政治に関心が高かったウォ-レン・ベイティ

  • hoshi595 さん
  • 2020年6月4日 4時30分
  • 閲覧数 100
  • 役立ち度 2
    • 総合評価
    • ★★★★★

1996年3月のカリフォルニア州予備選挙を題材にしたコメディ映画と言えば聞こえは良い。しかし、監督・主演・共同脚本を兼ね1998年全米公開された本作品は、ウォーレン・ベイティの政治への熱き思いがこもった風刺映画に他ならない。”これを言ってみたかった”を映画で実現してしまった異色作である。

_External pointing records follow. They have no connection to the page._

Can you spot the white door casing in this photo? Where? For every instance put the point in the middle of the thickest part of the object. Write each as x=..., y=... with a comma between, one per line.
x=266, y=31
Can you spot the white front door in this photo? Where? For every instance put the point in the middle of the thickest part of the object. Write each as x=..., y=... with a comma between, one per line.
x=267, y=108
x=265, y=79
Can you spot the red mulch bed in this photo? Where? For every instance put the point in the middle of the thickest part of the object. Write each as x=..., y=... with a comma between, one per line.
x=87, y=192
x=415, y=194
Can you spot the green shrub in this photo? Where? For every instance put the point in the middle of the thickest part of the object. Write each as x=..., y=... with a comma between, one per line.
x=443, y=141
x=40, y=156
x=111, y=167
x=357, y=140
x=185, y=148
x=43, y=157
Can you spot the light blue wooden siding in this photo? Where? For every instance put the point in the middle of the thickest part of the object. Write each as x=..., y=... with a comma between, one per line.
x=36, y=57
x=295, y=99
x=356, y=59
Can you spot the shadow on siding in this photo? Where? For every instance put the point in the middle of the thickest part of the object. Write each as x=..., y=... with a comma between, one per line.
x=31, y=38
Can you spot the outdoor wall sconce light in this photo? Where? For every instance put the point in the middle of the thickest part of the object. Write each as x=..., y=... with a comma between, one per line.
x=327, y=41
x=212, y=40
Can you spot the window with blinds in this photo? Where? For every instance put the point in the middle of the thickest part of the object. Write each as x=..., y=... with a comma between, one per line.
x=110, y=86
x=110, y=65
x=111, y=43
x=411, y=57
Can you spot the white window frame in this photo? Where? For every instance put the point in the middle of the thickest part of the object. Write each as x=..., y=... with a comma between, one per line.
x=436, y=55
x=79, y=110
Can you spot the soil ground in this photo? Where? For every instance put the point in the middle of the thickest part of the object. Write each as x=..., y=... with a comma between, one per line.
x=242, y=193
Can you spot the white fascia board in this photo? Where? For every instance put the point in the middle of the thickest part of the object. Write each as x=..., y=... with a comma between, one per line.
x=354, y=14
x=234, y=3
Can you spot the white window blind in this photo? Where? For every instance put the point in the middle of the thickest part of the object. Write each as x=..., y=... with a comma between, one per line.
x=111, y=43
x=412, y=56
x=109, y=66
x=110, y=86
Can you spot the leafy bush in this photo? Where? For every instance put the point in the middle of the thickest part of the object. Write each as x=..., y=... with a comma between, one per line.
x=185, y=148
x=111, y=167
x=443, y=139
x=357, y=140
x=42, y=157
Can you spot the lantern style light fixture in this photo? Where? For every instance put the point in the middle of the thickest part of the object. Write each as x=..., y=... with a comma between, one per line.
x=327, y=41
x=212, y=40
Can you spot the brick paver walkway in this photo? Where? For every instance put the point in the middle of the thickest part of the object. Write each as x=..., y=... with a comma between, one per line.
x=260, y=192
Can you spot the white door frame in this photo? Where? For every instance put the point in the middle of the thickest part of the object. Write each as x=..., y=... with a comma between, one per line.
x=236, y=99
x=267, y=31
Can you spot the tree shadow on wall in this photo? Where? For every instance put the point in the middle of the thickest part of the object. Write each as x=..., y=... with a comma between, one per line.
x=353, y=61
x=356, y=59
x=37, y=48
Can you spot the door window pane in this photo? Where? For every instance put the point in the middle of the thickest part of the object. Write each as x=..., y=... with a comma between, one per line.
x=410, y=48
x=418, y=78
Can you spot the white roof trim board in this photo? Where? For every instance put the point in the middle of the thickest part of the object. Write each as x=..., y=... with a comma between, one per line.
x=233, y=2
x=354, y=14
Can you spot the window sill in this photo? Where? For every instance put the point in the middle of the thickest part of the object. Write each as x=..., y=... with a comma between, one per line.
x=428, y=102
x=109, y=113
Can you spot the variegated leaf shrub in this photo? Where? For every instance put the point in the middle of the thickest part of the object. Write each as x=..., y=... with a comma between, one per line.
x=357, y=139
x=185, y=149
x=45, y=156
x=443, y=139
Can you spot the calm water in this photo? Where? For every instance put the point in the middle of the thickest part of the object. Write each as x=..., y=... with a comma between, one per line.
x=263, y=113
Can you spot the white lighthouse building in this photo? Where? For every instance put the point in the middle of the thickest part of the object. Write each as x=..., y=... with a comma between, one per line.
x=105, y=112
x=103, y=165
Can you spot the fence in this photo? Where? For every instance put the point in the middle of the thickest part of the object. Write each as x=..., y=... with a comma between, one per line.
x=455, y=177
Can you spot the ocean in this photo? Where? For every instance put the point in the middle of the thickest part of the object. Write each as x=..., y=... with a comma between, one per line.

物語は、誰も注目していないカリフォルニア州予備選挙の候補者が、何もかも思い通りにならず自信を失った結果、奇想天外なアイデアを思いつく。どん底まで落ちた人生の救いは、これ以上落ちることがないという事実で、ここから別人のような行動が波紋を呼ぶのだが、同時に私生活にも変化が生じる。

言論の自由な国アメリカでさえ、公開を恐れられたほど”本音”のギャグを連発させた主演ウォーレン・ベイティの相手役には、「007ダイ・アンザー・デイ」のボンドガールを務めたハル・ベリー。ボンドガールの中では1・2を争うほど”色気”に欠けるが、賢さを強調した演技は得意で、ここでもそれを発揮している。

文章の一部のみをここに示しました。